A lo largo de los diecisiete relatos la invención y la realidad se entremeten y comparten epifanías y quehaceres, como la de una madre que supervisa el relato que su hijo tiene de tarea escolar, o la de las consecuencias de un accidente doméstico en una mujer que hace que bajo un casco protector discurra su mundo. En Maneras de quedarse, una educadora social de esos barrios marginales de miseria y droga nos cuenta la vida torcida de un joven y su fatal desenlace. Evoca su figura para ensalzar lo importante que es poner música al desgarro de la propia vida. Hay lugar también para aproximarnos a un relato fantástico cuyo protagonista es el mar. El mar, que todo lo invade se hace presente como génesis de todo, de la vida y de su suerte. Hay cabida, igualmente, para dar protagonismo a un repartidor a domicilio y encontrar consuelo en compañía de una langosta, como también resquicio para unos sopladores de hojas, en uno de los relatos más tremendo, perverso y vengativo, como es el de La generosidad necesaria, con su sentencioso final: “No deja de ser un consuelo que al menos al final existiera un poco de brillo en algún lado”.

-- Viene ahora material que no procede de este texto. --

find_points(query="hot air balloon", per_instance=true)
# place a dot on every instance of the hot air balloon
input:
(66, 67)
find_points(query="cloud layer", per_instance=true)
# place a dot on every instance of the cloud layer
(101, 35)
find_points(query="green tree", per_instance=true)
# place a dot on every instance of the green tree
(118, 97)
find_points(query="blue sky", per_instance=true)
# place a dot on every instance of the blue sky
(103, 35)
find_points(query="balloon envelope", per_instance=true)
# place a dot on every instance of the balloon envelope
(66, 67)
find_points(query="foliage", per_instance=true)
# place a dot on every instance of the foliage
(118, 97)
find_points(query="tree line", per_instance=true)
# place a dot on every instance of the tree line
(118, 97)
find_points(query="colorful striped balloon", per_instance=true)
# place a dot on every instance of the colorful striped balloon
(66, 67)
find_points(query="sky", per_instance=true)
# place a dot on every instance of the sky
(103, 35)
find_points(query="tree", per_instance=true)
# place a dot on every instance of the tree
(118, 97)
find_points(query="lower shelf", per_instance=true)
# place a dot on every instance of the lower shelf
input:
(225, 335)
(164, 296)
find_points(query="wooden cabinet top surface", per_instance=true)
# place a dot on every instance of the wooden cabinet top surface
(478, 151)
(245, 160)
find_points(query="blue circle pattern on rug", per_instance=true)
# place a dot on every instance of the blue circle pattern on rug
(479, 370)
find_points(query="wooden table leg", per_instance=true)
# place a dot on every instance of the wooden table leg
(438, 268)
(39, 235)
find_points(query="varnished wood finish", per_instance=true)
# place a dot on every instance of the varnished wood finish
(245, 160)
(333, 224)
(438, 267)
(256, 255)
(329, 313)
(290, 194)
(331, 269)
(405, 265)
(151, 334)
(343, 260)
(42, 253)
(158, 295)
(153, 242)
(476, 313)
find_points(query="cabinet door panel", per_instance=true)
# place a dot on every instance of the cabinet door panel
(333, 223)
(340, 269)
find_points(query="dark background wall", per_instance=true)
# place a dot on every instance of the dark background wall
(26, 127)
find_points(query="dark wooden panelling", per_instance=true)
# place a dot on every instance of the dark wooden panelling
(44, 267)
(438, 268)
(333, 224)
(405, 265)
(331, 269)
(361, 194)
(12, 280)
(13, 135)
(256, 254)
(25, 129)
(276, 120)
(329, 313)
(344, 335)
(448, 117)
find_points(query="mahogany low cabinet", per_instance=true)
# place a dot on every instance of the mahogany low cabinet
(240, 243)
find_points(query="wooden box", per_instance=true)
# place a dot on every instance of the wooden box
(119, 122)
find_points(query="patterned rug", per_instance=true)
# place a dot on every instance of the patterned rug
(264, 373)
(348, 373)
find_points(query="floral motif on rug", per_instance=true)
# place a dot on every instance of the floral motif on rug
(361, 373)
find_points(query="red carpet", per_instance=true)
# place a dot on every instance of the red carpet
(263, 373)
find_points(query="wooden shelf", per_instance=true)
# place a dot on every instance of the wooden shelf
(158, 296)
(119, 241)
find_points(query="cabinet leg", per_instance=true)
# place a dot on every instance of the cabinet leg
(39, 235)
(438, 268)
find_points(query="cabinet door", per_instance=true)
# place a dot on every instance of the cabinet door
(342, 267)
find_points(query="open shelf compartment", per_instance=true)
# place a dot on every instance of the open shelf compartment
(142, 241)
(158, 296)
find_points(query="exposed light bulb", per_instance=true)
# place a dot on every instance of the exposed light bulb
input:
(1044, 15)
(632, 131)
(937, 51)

No me olvido de Criaturas marinas, un microrrelato lírico que toca el alma del narrador que lee de soslayo en el asiento del vagón lo que escribe en el móvil aquella mujer, mejor dicho, aquella sirena mientras viaja en el metro. Ni tampoco me olvido de Geometría de hospital, una pieza emotiva en la que tropezamos con una cuidadora que encuentra un móvil abandonado en el pasillo de una planta del hospital y del que se vale para comunicarse con diferentes personas del planeta. Estas llamadas tienen una repercusión favorable en la salud del enfermo al que presta sus cuidados. Llegamos a Zona de expurgo, el último de los relatos del libro, un cuento diferente al resto, un relato patchwork, dice la narradora, que no es otra cosa que voces que se alzan. Quizá, el texto más filosófico y enigmático de todos, donde la creación literaria se funde con lo leído, con el latido e impulso de escribir.